While Krrish, Dhoom 2 and Jodhaa Akbar continued to safeguard his star status, a film like Sanjay Leela Bhansali’s Guzaarish didn’t quite work in his favour. Despite initial reservations, and understandably so, the actor made the brave choice of playing a quadriplegic who files for euthanasia, but the film failed miserably at the box office.
Hrithik played the role of a farmer in Ashutosh Gowariker's Mohenjo Daro. His role required him to undergo a lot of physical transformation to achieve a lithe and agile physique. Despite being a highly anticipated release, it failed commercially. Film critic Anupama Chopra wrote that Roshan "pours his soul into every scene. But the burden of carrying this leaden, cartoon-like narrative proves too much even for his Herculean shoulders."

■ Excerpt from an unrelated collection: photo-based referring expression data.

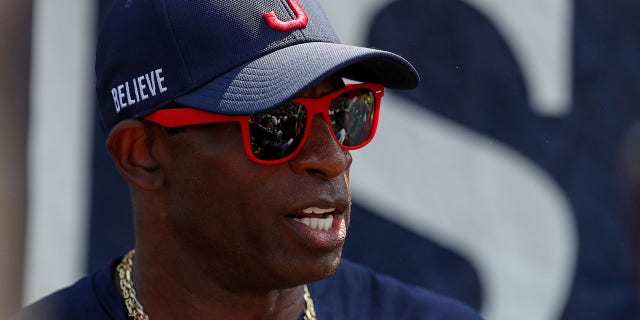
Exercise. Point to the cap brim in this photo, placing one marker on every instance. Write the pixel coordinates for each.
(281, 75)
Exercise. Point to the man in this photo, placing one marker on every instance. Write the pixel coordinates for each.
(232, 123)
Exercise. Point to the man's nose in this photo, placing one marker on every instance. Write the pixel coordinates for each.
(321, 155)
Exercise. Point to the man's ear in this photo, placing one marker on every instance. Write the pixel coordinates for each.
(130, 147)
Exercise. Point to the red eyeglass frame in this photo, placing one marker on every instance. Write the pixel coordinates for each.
(179, 117)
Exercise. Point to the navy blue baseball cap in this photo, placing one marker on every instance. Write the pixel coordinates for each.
(225, 56)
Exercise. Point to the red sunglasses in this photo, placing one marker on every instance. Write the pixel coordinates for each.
(277, 135)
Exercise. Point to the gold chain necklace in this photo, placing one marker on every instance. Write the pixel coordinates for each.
(125, 269)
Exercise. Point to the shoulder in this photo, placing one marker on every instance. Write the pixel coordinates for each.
(357, 292)
(92, 297)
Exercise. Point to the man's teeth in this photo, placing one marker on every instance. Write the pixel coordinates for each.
(318, 210)
(320, 224)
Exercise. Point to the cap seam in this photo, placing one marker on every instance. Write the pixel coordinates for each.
(174, 39)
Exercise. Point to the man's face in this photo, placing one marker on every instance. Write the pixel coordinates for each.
(244, 221)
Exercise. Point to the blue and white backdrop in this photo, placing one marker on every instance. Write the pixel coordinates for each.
(508, 179)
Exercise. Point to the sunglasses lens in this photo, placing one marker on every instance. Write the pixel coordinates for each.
(276, 133)
(352, 116)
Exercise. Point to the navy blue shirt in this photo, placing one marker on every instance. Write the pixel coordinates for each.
(353, 292)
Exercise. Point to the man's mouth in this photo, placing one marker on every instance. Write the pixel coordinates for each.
(320, 219)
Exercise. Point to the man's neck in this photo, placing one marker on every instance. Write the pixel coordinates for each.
(175, 290)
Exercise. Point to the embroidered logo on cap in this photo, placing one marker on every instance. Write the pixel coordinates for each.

Hrithik is not one to shy away from undergoing extreme makeovers to look the part for any film he takes up. The actor has done that again for Super 30 to play Patna-based mathematician Anand Kumar in a film bringing forth his struggles to ensure underprivileged kids get a fair chance at IIT entrance. Initial photos from the sets of the film showed Hrithik in an almost unrecognisable avatar. The role and his looks are nothing like anything he has done so far.
Before its release, the film has also been mired in multiple controversies. First came the #MeToo wave, when Vikas Bahl, the director of Super 30, was accused of sexual harassment by a woman crew member of Phantom Films. Although he was cleared of all charges later, questions around the issue continued to plague the lead actors at promotional events.
Next was the release date clash with Judgementall Hai Kya (then called Mental Hai Kya). The brawl surrounding that was a spillover from a past spat with the film’s lead actress, which had begun when she supposedly referred to him as a 'silly ex' in an interview.
When Super 30’s posters and teasers were released, many criticised Hrithik’s casting in the role, saying that the darkened makeup and Bihari accent does not make the actor resemble Anand Kumar. In a recent interview, Hrithik has justified his choice of the film. “I need to find stories that fuel me to go through the entire process to wake up at 6 o’clock, to take the aching back, knees, shoulders, the broken bones and do what I do. Super 30 just hit it out of the park for me, especially the climax,” he said.
Indian cinema is at a stage currently where good content and honest storytelling is being rewarded. When Super 30 releases, it’ll have to stand the test of both – being a watchable, thought provoking piece of cinema as well as a commercially viable one. It is only a matter of time before we find out if this experiment will finally pay off for the actor.